II: Computation Patterns including (Sparse Linear Algebra, Dense Linear Algebra, and N-Body Methods), and OCL 2.0 shared virtual memory including three applications (Advanced Encryption Standard, Finite Impulse Response, and Histogram of colored images).
We concluded that victor size of 2 and 4 performs better for all operations tested and this was supported by inspecting the complier’s generated PTX and report the SIMD width of each operation. Only SP supports all scaler and vector sized FLOP operations, both 24-bit and 32-bit operations support up to a vector of size 4, and 64-bit operation supports only scaler and vector of size 2. However, the performance was very poor of the 64-bit operations indicating that it is emulated on the device and there is no dedicated hardware for 64-bit operations. Pinned memory reported low latency than paged one for both H2D and D2H memory copy.

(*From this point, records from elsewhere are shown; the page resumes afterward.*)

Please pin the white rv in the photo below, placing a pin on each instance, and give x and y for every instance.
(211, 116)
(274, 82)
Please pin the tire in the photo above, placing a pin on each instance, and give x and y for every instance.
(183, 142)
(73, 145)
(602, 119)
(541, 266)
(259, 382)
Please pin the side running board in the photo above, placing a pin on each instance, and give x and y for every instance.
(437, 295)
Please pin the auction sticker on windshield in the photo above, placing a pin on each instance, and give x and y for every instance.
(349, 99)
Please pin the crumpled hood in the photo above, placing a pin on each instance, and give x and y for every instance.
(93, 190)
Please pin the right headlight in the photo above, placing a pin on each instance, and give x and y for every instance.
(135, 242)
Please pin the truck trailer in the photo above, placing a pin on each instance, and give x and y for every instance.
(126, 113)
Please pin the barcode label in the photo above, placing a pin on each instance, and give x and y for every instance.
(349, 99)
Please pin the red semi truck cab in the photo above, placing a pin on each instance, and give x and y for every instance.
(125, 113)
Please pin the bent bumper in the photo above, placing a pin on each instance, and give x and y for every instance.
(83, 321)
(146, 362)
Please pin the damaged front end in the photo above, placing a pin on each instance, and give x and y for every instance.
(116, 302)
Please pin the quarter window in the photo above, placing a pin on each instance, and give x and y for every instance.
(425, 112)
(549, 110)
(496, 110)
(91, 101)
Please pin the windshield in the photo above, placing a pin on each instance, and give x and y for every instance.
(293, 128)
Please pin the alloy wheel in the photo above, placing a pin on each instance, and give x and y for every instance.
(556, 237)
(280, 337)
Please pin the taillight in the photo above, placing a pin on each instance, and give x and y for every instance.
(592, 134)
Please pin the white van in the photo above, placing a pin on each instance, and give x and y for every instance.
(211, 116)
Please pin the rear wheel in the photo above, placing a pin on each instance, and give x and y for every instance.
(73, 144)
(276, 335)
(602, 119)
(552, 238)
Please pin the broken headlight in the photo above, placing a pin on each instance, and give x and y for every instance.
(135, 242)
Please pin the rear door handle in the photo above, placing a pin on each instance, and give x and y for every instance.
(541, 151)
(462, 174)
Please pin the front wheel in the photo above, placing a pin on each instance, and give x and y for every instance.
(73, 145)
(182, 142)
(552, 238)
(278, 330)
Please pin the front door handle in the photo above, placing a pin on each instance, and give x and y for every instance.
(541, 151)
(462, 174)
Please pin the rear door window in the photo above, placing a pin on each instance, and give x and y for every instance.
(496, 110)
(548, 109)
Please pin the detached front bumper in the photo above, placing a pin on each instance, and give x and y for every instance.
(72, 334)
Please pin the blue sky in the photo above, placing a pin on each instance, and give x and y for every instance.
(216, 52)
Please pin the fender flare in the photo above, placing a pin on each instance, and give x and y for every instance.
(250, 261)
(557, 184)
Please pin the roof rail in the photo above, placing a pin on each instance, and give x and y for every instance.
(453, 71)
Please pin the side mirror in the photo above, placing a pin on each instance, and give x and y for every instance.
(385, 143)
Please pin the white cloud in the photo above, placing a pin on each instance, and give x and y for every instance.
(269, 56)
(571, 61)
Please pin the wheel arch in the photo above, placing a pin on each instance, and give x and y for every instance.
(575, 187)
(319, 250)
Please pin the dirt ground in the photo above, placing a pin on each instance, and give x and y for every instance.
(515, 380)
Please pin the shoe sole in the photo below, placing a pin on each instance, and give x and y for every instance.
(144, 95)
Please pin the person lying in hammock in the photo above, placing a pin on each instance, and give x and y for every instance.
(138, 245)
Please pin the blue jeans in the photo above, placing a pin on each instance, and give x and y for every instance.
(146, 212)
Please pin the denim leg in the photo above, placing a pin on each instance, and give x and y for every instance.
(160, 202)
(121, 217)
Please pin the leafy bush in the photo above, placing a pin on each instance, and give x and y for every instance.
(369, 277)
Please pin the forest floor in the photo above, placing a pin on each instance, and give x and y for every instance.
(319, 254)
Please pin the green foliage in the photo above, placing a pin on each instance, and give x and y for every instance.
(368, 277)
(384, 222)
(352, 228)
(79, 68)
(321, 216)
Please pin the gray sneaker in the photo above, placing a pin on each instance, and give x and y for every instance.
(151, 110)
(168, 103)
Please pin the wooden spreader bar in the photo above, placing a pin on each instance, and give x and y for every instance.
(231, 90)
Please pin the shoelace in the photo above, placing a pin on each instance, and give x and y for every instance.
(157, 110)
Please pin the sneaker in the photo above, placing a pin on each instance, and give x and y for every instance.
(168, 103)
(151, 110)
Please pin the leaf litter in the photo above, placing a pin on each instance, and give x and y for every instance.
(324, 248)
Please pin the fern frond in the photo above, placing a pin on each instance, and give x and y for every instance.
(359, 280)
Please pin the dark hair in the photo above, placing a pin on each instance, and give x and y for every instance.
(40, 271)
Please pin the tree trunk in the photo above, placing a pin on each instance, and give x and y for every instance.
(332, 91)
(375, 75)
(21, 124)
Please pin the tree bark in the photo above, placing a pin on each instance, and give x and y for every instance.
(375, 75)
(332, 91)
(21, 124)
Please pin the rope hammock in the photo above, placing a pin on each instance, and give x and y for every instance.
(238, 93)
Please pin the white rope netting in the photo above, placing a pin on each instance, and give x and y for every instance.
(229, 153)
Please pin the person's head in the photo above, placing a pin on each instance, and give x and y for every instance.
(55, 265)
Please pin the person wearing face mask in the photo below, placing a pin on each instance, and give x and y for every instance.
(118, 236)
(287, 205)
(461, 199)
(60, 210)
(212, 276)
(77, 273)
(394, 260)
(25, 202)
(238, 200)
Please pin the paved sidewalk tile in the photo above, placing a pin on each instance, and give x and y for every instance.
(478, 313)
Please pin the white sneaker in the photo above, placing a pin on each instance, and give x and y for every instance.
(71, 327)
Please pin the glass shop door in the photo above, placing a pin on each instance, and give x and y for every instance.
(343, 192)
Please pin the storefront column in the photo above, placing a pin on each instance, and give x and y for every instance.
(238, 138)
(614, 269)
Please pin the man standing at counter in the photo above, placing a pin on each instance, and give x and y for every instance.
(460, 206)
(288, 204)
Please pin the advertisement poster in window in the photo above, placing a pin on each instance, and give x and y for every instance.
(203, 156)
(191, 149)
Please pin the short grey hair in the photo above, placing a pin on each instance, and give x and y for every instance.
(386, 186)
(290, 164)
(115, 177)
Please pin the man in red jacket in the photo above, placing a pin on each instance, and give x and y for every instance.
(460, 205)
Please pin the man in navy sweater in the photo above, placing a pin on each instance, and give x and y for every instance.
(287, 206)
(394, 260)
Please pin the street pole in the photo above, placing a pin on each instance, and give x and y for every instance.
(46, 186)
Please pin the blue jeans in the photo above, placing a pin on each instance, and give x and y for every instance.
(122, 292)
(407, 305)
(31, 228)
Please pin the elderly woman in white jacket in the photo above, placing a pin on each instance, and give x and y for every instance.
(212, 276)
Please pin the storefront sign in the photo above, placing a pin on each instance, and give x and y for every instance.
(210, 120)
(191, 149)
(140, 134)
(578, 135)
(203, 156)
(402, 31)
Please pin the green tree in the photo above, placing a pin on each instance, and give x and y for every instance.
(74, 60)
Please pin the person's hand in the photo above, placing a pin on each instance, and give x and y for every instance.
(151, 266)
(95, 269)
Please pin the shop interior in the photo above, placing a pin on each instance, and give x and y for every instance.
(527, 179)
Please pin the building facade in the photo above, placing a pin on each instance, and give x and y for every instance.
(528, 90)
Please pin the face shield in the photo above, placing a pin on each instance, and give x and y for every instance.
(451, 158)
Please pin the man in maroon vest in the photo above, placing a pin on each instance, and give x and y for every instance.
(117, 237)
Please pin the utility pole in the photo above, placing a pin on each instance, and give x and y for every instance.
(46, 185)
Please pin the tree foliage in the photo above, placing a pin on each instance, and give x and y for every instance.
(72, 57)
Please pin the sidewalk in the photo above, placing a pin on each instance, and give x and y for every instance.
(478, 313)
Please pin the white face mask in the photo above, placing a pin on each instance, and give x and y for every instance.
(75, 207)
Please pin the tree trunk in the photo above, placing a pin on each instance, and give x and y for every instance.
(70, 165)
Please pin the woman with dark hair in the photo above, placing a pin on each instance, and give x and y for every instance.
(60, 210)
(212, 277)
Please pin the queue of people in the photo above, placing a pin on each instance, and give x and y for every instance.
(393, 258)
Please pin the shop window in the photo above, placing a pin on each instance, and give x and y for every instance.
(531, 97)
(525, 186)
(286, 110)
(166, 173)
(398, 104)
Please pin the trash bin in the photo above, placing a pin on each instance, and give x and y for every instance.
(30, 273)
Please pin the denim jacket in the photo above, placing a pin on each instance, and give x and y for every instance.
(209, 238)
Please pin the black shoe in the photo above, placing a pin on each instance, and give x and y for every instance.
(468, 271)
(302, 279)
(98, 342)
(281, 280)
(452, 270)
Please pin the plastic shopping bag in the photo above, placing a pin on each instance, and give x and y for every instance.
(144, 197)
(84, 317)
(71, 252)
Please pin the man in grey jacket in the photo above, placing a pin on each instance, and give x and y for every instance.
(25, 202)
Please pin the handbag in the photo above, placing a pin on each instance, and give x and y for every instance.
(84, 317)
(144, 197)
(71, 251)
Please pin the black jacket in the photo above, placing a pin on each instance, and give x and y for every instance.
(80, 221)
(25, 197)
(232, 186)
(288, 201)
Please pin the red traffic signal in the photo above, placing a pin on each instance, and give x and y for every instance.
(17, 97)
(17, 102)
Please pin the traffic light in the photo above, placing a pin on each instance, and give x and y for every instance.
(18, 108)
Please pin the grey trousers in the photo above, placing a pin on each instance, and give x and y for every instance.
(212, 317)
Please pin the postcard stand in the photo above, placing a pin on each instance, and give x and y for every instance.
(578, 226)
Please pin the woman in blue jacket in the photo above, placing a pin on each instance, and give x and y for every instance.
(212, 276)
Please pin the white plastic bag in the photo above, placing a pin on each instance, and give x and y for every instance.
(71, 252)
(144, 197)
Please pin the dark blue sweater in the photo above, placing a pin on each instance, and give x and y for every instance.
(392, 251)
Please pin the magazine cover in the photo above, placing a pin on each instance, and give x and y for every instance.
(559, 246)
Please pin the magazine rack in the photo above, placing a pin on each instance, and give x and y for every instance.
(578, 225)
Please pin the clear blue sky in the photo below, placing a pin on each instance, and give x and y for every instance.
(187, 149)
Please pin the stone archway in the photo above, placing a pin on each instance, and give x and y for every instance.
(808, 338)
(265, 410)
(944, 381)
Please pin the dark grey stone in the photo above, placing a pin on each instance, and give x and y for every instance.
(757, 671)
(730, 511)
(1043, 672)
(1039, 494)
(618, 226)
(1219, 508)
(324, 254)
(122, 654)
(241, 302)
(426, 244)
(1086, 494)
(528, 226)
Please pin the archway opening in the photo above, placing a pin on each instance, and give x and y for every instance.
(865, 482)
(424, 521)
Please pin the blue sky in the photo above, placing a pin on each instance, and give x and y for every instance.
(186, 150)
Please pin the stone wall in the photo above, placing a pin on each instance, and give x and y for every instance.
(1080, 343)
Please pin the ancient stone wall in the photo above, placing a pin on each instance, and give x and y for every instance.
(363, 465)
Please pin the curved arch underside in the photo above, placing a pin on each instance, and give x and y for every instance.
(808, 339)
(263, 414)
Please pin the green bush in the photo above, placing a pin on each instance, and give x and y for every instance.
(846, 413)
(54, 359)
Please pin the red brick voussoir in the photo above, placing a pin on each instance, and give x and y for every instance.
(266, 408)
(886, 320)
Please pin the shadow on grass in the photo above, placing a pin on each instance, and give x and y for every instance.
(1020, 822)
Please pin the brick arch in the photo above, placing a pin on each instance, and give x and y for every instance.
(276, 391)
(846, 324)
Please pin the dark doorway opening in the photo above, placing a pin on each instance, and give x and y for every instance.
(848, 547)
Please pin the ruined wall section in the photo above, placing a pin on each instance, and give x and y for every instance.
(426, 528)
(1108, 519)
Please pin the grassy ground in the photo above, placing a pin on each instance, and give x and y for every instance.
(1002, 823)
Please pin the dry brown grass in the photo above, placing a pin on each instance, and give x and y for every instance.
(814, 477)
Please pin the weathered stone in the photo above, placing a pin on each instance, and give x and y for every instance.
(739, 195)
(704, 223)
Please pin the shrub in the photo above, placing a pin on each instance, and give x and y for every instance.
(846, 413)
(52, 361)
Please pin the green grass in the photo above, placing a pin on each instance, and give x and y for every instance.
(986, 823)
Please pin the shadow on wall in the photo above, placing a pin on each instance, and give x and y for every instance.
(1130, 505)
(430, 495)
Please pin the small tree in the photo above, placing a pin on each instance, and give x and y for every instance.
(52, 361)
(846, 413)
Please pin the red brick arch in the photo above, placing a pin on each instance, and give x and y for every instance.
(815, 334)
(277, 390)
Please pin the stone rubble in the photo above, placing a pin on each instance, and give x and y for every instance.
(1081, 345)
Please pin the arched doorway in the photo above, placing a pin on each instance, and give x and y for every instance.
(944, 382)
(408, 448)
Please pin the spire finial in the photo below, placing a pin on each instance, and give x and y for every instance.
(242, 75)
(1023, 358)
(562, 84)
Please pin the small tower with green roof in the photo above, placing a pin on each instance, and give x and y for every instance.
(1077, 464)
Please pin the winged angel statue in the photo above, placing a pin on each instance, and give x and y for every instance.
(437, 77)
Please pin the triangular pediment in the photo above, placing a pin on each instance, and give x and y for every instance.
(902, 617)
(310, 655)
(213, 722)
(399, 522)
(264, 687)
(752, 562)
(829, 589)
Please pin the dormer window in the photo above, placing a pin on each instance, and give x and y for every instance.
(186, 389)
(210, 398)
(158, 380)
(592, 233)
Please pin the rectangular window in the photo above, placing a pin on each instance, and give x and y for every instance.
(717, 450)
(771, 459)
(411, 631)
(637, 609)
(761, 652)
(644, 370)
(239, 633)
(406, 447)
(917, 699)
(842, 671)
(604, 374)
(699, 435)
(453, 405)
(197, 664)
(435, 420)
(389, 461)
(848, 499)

Both performance of NT and NN matrix multiplication hold for the GPU, wherein, the APU the NT performed better on APU than NN. This implies that row-order computations has faster memory access than column-order and more suitable for the APU than the GPU in this case.
Scan dwarf reported better performance for the discrete GPU than the APU. The MD application noticeably performed very well on the APU.
OCL 2.0 SVM feature performed better for all the three applications tested (AES, FIR, and HIST), however, it proved strong point were the algorithm works on data that swings back and forth between the host and the device or operates on the data on multiple passes as the case of FIR application were the OCL 2.0 performance is noticeably better than the OCL 1.2 implementation.